In at least one important respect — the courts — the American liberal order is standing far stronger than in Georgia. The Georgian courts are fully captive to the executive branch, rubber stamping the charges, arguments, and “evidence” of the prosecutor and the police without any independent examination of the case. In my own trial for “petty hooliganism” in Tbilisi, we proved with documents and photographic, time and date stamped evidence that the police falsified arrest documents and committed perjury in the court. The judge ignored all that evidence, including in her written decision.
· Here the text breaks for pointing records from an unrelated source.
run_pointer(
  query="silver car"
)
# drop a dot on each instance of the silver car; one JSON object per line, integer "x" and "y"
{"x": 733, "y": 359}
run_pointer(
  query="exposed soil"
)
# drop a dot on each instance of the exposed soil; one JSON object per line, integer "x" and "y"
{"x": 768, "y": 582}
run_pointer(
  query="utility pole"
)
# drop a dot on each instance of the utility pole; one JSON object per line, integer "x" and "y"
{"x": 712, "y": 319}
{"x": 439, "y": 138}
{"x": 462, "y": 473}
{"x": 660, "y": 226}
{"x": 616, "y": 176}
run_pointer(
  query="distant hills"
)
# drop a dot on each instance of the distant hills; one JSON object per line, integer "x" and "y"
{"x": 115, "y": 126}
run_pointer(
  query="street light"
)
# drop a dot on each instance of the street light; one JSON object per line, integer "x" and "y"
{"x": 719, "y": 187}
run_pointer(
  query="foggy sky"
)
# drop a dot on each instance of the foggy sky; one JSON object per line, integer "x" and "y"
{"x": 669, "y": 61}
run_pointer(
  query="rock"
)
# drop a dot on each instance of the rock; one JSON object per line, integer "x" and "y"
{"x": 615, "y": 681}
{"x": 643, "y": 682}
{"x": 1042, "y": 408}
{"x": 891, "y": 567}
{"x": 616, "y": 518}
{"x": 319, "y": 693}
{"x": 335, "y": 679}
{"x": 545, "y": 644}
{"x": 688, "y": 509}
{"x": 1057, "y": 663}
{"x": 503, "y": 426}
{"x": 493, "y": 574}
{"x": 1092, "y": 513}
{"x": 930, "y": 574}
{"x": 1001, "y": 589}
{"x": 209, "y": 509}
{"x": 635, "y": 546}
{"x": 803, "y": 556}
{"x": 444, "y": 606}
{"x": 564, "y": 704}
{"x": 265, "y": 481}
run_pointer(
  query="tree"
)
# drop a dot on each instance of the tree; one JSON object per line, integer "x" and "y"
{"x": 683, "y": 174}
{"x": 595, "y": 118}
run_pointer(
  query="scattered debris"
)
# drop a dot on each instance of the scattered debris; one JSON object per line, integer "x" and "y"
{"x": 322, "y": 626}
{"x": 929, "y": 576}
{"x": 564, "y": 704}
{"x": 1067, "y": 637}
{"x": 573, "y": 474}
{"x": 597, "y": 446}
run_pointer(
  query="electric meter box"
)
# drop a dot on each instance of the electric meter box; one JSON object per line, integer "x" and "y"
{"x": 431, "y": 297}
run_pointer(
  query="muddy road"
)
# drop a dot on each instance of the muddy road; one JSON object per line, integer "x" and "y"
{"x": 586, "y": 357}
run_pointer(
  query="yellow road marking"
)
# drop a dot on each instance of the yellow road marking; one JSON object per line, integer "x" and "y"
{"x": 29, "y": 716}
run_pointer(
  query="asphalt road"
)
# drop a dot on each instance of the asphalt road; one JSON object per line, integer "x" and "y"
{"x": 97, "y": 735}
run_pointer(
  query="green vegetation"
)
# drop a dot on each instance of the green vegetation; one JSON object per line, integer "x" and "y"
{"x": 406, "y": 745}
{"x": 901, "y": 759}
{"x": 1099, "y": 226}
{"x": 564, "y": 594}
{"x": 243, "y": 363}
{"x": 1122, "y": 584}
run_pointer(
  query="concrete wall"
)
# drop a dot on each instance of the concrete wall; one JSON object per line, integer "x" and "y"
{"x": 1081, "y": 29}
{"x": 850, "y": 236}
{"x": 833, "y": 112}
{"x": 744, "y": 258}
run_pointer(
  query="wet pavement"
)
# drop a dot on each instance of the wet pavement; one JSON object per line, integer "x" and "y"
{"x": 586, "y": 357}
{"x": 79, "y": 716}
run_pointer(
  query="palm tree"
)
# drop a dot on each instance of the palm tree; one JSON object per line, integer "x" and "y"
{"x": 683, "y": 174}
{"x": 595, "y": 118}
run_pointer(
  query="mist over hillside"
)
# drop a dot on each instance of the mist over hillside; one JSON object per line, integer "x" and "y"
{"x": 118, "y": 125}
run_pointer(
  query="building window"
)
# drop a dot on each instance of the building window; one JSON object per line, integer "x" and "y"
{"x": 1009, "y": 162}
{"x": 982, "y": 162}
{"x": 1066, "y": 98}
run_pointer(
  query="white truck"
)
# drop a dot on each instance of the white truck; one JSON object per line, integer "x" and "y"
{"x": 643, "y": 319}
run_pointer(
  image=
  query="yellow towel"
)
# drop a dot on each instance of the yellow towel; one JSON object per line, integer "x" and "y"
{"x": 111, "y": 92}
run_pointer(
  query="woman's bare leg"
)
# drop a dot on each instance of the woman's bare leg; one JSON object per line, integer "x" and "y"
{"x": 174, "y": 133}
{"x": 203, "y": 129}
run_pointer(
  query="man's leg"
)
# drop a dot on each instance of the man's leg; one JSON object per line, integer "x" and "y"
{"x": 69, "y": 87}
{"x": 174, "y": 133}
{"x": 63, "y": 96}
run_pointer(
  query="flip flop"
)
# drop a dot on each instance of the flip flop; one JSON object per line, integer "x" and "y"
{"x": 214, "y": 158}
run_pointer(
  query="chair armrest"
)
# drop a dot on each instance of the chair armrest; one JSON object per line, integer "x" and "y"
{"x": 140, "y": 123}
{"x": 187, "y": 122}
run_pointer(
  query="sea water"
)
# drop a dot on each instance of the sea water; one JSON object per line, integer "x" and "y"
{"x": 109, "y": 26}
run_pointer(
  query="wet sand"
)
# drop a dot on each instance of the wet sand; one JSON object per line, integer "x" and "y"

U.S. district courts, in contrast, are issuing repeated rulings against federal police tactics against demonstrators and in their pursuit of alleged “illegal” immigrants. The appellate and Supreme courts of the United States, however, are illustrating far less political independence.

In over 30 years of living and working in Georgia, I have lost all arrogance about the superiority of democracy and rule of law in my homeland, the United States. We are now subject in the USA to authoritarianism, governmental chaos, contested elections, unlawful conduct by federal officers from the President on down, and police violence that equals and even in some cases surpasses that of Georgia, the country to which I came as a proud American to help build the rule of law in 1994.

But I still have greater confidence for the immediate future of democracy in the United States than in Georgia for three reasons: First, a strong political opposition may yet — if we can defend the integrity of the 2026 Midterm elections — succeed in limiting and ultimately ending the growing authoritarianism of the Trump regime. Georgia presently holds minimal prospects for a change in government due to the imprisonment of political opposition leaders, and the complete monopoly on all institutions of government held by the ruling party. Second, the survival, for now, of our independent state and federal court systems in the United States. And third, the strength of our federal system. States like California, Minnesota, Pennsylvania, New York, and Oregon are pushing back, although they can do a lot more.

Nevertheless, we are now witnessing unprecedented assaults on democracy in America. If the United States falls as a democratic republic based on rule of law, democracy will fail elsewhere in the world too, and will be unrecoverable where it has already failed, as in Georgia. So reclaiming democracy and rule of law in the United States is the first order of business for me now, in what is a global struggle for human rights, justice and freedom.

Ted Jonas is a U.S. trained and educated lawyer licensed in Washington, D.C. and the State of Georgia. He has over 40 years’ experience in legal, legislative, and judicial work in the private, public and nonprofit sectors. He is a dual U.S.-Georgian citizen and has lived and worked in Georgia for over 30 years.